Officials set out a broad remit for the new section. According to the account, its work will span external revenue evasion, forced labor in global supply chains, health and safety violations tied to imported goods, and trade-based money laundering, drawing together several strands of enforcement that had been scattered across different efforts and placing them under a single specialised team.
Alongside the new section, the department announced a second measure aimed at industry. According to the account, together with the Department of Homeland Security it is releasing a comprehensive resource guide to trade fraud enforcement, which sets out the specific fraud typologies investigators pursue and is meant to give companies operating in global trade a clearer view of how the government assesses supply chain integrity, along with a roadmap for fixing problems before law enforcement arrives at the door.
Officials framed the announcements around a financial marker. According to the account, they pointed to a one billion dollar milestone in recoveries, which they described as a baseline rather than a finish line, and urged companies to assess their supply chains now, noting that under the department's corporate enforcement policy those who disclose, cooperate and remediate can secure a declination and avoid prosecution.
The department pointed to a string of recent cases to underline its resolve. According to the account, Boise Cascade agreed to a 6.3 million dollar criminal fine over birch plywood imported with what officials called willful blindness toward its illicit origin, while two Canadian steel companies and their president agreed to pay 19 million dollars to settle allegations that they knowingly avoided duties by misreporting the origin of their products to evade anti-dumping measures.
One settlement stood out for its scale. According to the account, Perfect This Aluminum agreed to pay more than 549 million dollars to settle allegations that it knowingly avoided duties on 2.2 million aluminum extrusions that had been disguised as pallets, in what officials called the largest civil customs settlement in the history of the False Claims Act. Prosecutors in San Francisco have also charged two businessmen and a foreign national over an elaborate scheme that used transshipment and shell companies to evade duties on quartz and ceramic tiles.
Officials stressed that the fraud is not only a financial matter but a question of public safety.
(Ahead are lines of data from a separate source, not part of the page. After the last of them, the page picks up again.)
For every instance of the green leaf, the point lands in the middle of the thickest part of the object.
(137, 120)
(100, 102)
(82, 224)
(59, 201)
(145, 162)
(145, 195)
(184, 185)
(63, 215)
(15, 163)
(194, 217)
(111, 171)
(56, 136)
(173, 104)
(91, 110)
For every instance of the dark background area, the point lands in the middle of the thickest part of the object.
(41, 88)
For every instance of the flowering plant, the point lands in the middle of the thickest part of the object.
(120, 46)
According to the account, Royal Sovereign International was ordered to pay an 8 million dollar criminal fine for willfully failing to report dangerously defective imported air conditioners, units that were linked to several fires in which a woman died and her children were injured. The department also highlighted forced labor, which it said traps nearly 30 million people worldwide and generates an estimated 236 billion dollars in illicit profits each year.
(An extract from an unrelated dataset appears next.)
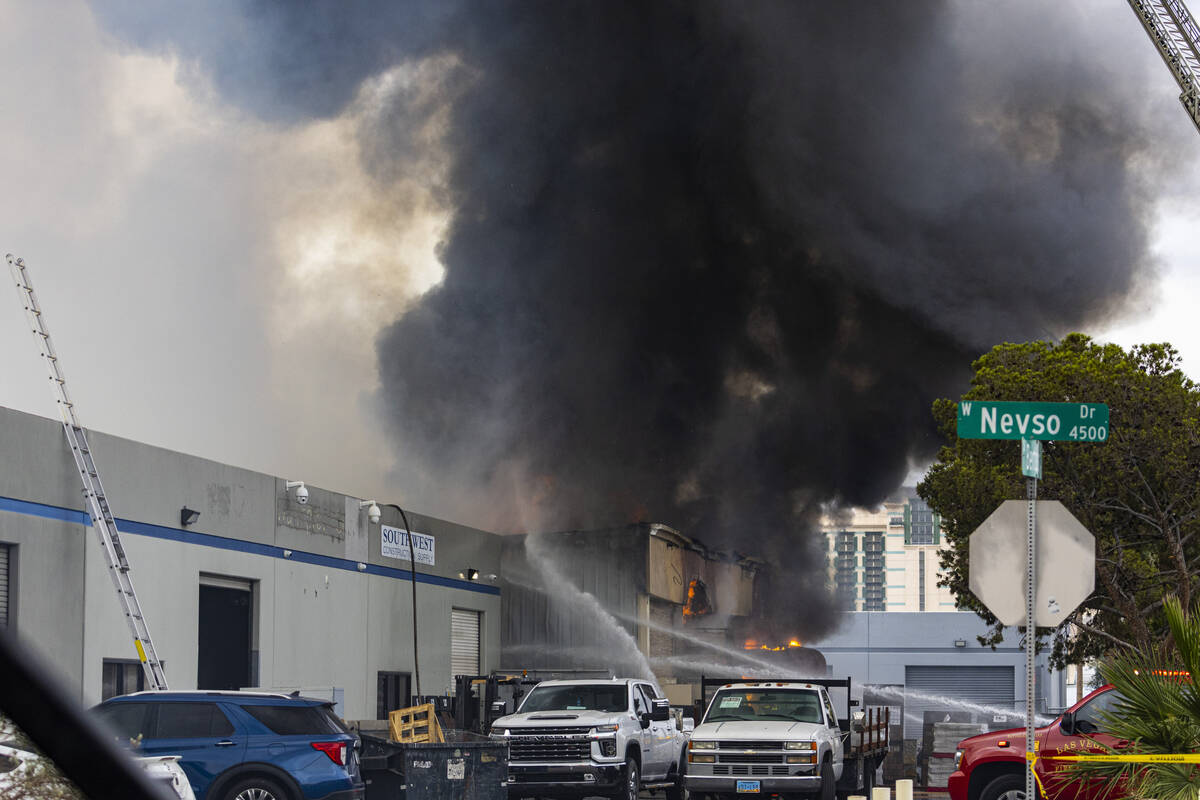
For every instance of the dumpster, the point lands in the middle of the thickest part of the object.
(466, 765)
Officials traced the effort back to a long-running case that set the template. According to the account, the work grew out of an investigation begun in Chicago in 2008 into adulterated honey flooding the market, which led to charges against 27 corporate and individual defendants across ten cases and losses totalling 260 million dollars, described as the department's largest ever criminal trade fraud prosecution. Andrew Boutros, the United States Attorney for the Northern District of Illinois, said the systems and data pipelines built over the past year were now fully operational.